Abstract
The method is mostly a clever combination of existing methods; the main contribution is showing [the] consistency and normality of their estimator. These results need not always hold, as they depend on assumptions, and so applicability is not universal. The authors provide guidance by presenting simulations showing that for n > 3000, normality seems to hold. The field data reveal no surprise[s], and all the interventions have been tested before. Yet, the paper is strong, and the method will possibly remain relevant despite the recent advances in adaptive experimental design, if the authors provide additional guidance or software.
Summary Measures
We asked evaluators to give some overall assessments, in addition to ratings across a range of criteria.

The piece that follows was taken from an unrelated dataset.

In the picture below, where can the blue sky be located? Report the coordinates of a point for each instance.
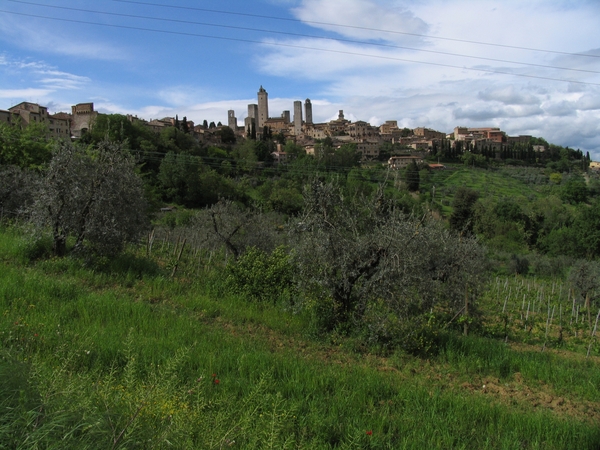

See the evaluation summary “metrics” for a more detailed breakdown of this. See these ratings in the context of all Unjournal ratings, with some analysis, in our data presentation here.
| Rating | 90% Credible Interval |
Overall assessment | 85/100 | 75 - 90 |
Journal rank tier, normative rating | 4.5/5 | 4.0 - 5.0 |
Overall assessment: We asked evaluators to rank this paper “heuristically” as a percentile “relative to all serious research in the same area that you have encountered in the last three years.” We requested they “consider all aspects of quality, credibility, importance to knowledge production, and importance to practice.”
Journal rank tier, normative rating (0-5): “On a ‘scale of journals’, what ‘quality of journal’ should this be published in? (See ranking tiers discussed here)” Note: 0= lowest/none, 5= highest/best”.
See here for the full evaluator guidelines, including further explanation of the requested ratings.
Written report
Overall Summary
The paper presents a technique to select a (best) policy from a large factorial design, including, for example, various dosages of a treatment that can be ordered with respect to their intensity. Essentially, the technique aims to aggregate variants of a treatment that yield (effectively) the same effect, thereby reducing the dimensionality of possible options, and consequently increasing [the] power and precision of estimates for the effect sizes of truly effective treatments. The technique is applied to a large-scale experiment, where 75 policies are tested that involve combinations of reminders, incentives, and local ambassadors, with the aim of increasing the number of child immunizations in the state of Haryana (India). A combination of ambassadors and reminders [leads to] to the largest impact when paired with incentives; without incentives, a very similar combination is identified as the most cost-effective one (any form of ambassador paired with reminders).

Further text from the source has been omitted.